The recent Cochrane review on EIP9
has prompted renewed debate regarding the effectiveness of the EIP model of care, particularly in the context of the increased implementation of this model in Australia and internationally. While acknowledging the need for further studies to expand the evidence base, the review, while encouraging, remained equivocal regarding the effectiveness of EIP. Unfortunately, this stance is largely a function of the RCTs selected for the review, which were fundamentally inadequate “on their own” to answer the review’s central question as to whether EIP is effective and warrants investment. The well-known constraints of the Cochrane methodology inevitably results in the exclusion of crucially relevant evidence—even clozapine has so far failed to receive strong endorsement by Cochrane. In the case of EIP, while 18 RCTs were included, 68 other studies, most of which were relevant to the key question regarding the value and impact of early intervention and should influence the conclusion that the review has sought to comment upon, were considered but excluded. Crucial exclusions were 2 positive health service level RCTs (which it should be noted are notoriously difficult and expensive to conduct, given their evaluation of models of service delivery, in contrast with simpler treatment/placebo trials) as well as a number of positive quasi-experimental10
and historical controlled11
studies. The landmark Early Treatment and Intervention in Psychosis (TIPS) study,12
which showed that reducing the duration of untreated psychosis was feasible and effective in improving long-term outcome (notably negative symptoms), used the best possible (ethical) methodology for that research question yet was excluded by the orthodoxy of Cochrane. Similarly, at least 5 cost-effectiveness studies, with results that clearly favor investment in EIP models, could not be included.
Crucially, the majority of research studies included in the review were not health services research designs: that is, with the exception of the OPUS trial, the review did not include studies comparing EIP with standard mental health care. Rather, the review focused largely on trials comparing the “component interventions” of EIP services, such as cognitive behavioral therapy, suicide prevention, family therapy, vocational intervention, and interventions to improve physical health outcomes, with “standard care” (yet chose to exclude studies of dose and generation of antipsychotic medications). Such interventions were typically studied against the backdrop of the range of care provided within streamed EIP services. It is not surprising that some of these individual trials were “ineffective” given that the control groups in these trials were the recipients of an already comprehensive model of care.13
The review blended RCTs of individual treatment components with health service level RCTs, problematic because the methodological standards cannot be the same, and only the service level studies are relevant to decisions on health service reform. Thus, the review muddied the waters on the salient question.

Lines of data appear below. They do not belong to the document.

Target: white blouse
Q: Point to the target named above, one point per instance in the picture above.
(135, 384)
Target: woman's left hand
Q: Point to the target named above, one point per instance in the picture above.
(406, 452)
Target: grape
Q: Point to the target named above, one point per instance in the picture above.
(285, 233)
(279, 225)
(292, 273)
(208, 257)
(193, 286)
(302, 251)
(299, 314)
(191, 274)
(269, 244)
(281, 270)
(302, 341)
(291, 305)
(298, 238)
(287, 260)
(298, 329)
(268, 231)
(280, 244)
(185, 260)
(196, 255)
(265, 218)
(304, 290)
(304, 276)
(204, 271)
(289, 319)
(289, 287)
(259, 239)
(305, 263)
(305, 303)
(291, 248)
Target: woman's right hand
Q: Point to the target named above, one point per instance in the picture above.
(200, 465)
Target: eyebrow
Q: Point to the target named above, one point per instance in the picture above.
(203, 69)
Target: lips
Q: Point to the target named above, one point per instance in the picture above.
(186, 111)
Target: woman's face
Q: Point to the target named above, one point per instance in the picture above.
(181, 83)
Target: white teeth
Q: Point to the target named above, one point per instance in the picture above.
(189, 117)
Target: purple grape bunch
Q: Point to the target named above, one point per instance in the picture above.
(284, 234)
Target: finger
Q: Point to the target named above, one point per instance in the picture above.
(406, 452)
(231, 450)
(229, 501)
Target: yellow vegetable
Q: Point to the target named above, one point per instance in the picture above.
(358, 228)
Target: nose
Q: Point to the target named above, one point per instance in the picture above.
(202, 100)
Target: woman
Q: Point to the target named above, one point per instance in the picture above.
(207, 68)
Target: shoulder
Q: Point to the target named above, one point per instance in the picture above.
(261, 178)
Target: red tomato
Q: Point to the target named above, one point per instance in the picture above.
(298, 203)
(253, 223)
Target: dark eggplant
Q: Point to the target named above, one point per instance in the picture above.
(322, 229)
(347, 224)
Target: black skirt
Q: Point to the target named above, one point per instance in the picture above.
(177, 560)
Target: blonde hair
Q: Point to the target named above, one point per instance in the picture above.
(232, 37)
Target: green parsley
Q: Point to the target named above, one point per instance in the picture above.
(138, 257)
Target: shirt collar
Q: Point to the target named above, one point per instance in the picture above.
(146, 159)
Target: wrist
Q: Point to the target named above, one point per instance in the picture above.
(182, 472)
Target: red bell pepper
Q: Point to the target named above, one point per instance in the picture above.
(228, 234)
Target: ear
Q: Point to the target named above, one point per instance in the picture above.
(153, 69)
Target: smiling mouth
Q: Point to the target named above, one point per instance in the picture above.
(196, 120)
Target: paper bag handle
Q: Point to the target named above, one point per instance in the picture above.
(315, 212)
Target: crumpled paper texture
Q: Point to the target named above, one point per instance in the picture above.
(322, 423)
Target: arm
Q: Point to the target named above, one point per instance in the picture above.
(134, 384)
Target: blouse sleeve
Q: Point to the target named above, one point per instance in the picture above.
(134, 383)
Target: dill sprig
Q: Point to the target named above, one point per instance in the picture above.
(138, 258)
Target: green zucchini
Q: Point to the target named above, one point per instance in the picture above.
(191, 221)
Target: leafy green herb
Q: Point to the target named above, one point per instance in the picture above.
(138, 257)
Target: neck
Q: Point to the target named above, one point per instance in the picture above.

Despite positive 1- and 2-year outcomes in the OPUS trial,14–16
the Cochrane review focused upon the study’s nonsignificant 5-year outcomes and rather than interpret the partial erosion of benefit as a failure of standard care to maintain real benefits and disease modification, the review appeared to regard this erosion as a limitation of EIP. The recent paper from Norman et al17
illustrates that EIP services, if extended even in dilute form for 5 years, can maintain the initial hard-won gains. Two other positive health services RCTs comparing EIP and standard care were excluded.18,19
Finally, the authors perpetuate the myth that UHR patients are not in need of care of some kind too, despite the fact that they are actively seeking help and manifestly distressed and impaired with average Global Assessment of Functioning scores in the low 50s. Hence the ethical situation is no different from that in first-episode psychosis, with the exception that the content of interventions, in line with the predictions of the clinical staging model,20
should be different because of risk-benefit considerations and because it appears that antipsychotic medications are not needed or appropriate as first line treatment in this clinical stage. The Cochrane authors failed to carry out a meta-analysis of the UHR studies, which, when done, strongly favors intervention of some kind in this group rather than monitoring or neglect,21
at the very least on the basis of need for care but on the secondary basis of delayed transition. Both are valuable and achievable goals.